From my experience JRuby 1.3 and the Glassfish Gem were always faster
than
passenger or mongrel.
Joe
Thanks for turning me on to Apache Bench…I was using httperf and
getting confusing results. I’ve got both the glassfish gem and
glassfish server v3 installed on my system and I think me tinkering
with both of them might have borked them. After I gave up on trying
to get glassfish server working, I was able to get the gem to respond
roughly as fast as Ruby 1.9 running webrick.

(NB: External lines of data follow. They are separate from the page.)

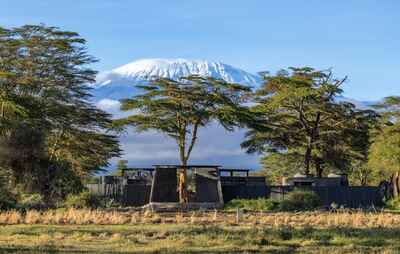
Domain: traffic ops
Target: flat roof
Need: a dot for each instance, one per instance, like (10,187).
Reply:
(187,166)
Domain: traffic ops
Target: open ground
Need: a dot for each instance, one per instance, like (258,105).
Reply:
(196,232)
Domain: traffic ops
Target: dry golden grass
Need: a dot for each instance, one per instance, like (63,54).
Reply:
(353,219)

Now, both jRuby and Ruby1.9 are multitudes faster than Ruby1.8. On my
system though, Ruby1.9 fronted by passenger is definitely the fastest
option right now.
Still, it’s awesome to have all these different deployment options
available!
On Mon, Jun 22, 2009 at 9:56 AM, Marlon M.[email protected] wrote:
available!
We’ve really only scratched the surface of optimizing JRuby’s core for
frameworks like Rails, and I suspect a lot more will come in the
future. We didn’t consistently run Rails faster than MRI until the 1.2
release a few months ago, so the fact that we post consistently better
numbers now is very promising.
If you have any specific areas that appear to be slower under JRuby,
we would very much like to hear about them. But it sounds like you’ve
managed to get the solid performance you were hoping for, and we’ll
continue to improve in the future
One thing that’s useful to note about JRuby versus Ruby 1.9: There’s
no way to run a single instance of Ruby 1.9 for an entire multi-core
box, since it does not yet run threads concurrently. So that’s one
advantage we have (above and beyond the JVM and Java ecosystem).